3.800 Unfälle beim Eislaufen im Jahr 2006: Leichtigkeit und Übermut führen zum Sturz

1.700 der Unfälle betreffen Kinder unter 15 Jahren "Anfänger sollen einen Kurs besuchen", empfiehlt KfV

3.800 Unfälle beim Eislaufen im Jahr 2006: Leichtigkeit und Übermut führen zum Sturz

Im Jahr 2006 verletzten sich 3.800 Menschen beim Eislaufen. 1.700 davon waren Kinder unter 15 Jahren. Das Kuratorium für Verkehrssicherheit empfiehlt, einen Helm zu tragen, denn Kopfverletzungen sind eine häufige Art der Verletzung. Außerdem werden Sportartikelhersteller vom KfV aufgefordert, Eislaufhandschuhe für die Sicherheit herzustellen.

Gesund und doch gefährlich: Im vergangenen Jahr mussten rund 3.800 Menschen in Österreich nach dem Eislaufvergnügen im Krankenhaus behandelt werden. Das berichtete das Kuratorium für Verkehrssicherheit (KfV) in einer Aussendung am Mittwoch. Unter den Verletzten befanden sich 1.700 Kinder (unter 15 Jahren). Der KfV-Experte Rupert Kisser empfiehlt, Sprösslingen einen Helm zu verpassen.
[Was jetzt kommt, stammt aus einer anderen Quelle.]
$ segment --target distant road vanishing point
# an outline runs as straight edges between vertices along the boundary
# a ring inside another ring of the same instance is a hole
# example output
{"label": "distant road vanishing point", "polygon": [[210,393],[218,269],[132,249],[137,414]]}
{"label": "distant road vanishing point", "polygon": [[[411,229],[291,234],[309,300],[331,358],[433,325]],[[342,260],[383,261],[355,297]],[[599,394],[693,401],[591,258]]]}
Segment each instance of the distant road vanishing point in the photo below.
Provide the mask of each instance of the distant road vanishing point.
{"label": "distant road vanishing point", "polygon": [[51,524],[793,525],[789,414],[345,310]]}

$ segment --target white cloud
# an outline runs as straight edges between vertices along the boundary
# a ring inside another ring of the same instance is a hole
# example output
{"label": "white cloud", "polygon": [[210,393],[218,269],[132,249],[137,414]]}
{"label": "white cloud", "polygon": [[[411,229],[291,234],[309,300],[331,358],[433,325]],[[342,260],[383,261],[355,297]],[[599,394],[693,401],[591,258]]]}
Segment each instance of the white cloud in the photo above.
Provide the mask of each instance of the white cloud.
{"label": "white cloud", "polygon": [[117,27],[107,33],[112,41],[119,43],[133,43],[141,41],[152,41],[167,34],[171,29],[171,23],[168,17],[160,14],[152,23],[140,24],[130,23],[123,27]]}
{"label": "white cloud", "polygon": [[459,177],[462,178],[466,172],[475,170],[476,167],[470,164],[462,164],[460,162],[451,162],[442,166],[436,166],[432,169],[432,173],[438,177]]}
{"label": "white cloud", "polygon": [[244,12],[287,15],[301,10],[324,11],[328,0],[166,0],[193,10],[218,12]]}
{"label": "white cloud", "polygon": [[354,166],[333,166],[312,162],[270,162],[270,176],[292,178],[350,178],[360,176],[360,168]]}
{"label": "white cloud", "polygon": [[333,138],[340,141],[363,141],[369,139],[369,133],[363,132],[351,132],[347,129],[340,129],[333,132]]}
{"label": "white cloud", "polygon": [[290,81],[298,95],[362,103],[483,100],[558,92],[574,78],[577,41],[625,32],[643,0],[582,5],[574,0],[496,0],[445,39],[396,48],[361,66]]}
Denn fast 21 Prozent der Kids müssen wegen Kopfverletzungen ins Krankenhaus.

42 Prozent der Unfälle sind Knochenbrüche
"Eislaufen gehört zu den Sportarten, die vor allem das Herz-Kreislaufsystem stärken. Kinder und ältere Menschen trainieren dabei auch ihre Koordination", sagt Kisser. Dennoch herrscht auch hier hohe Verletzungsgefahr, besonders Übermut und Leichtigkeit führen zu 45 Prozent der Unfälle, informiert der Experte. Der "Klassiker" unter den Verursachern ist mit 85 Prozent der Sturz. Als Resultat kommt es in 42 Prozent aller Fälle zu einem Knochenbruch - meist des Unterarms oder des Handgelenks. "Die Kunst richtig zu fallen, ist beim Eislaufen wichtig und schützt vor Verletzungen. Deshalb sollten vor allem Anfänger einen Kurs beim Eissportverein besuchen", empfiehlt Kisser.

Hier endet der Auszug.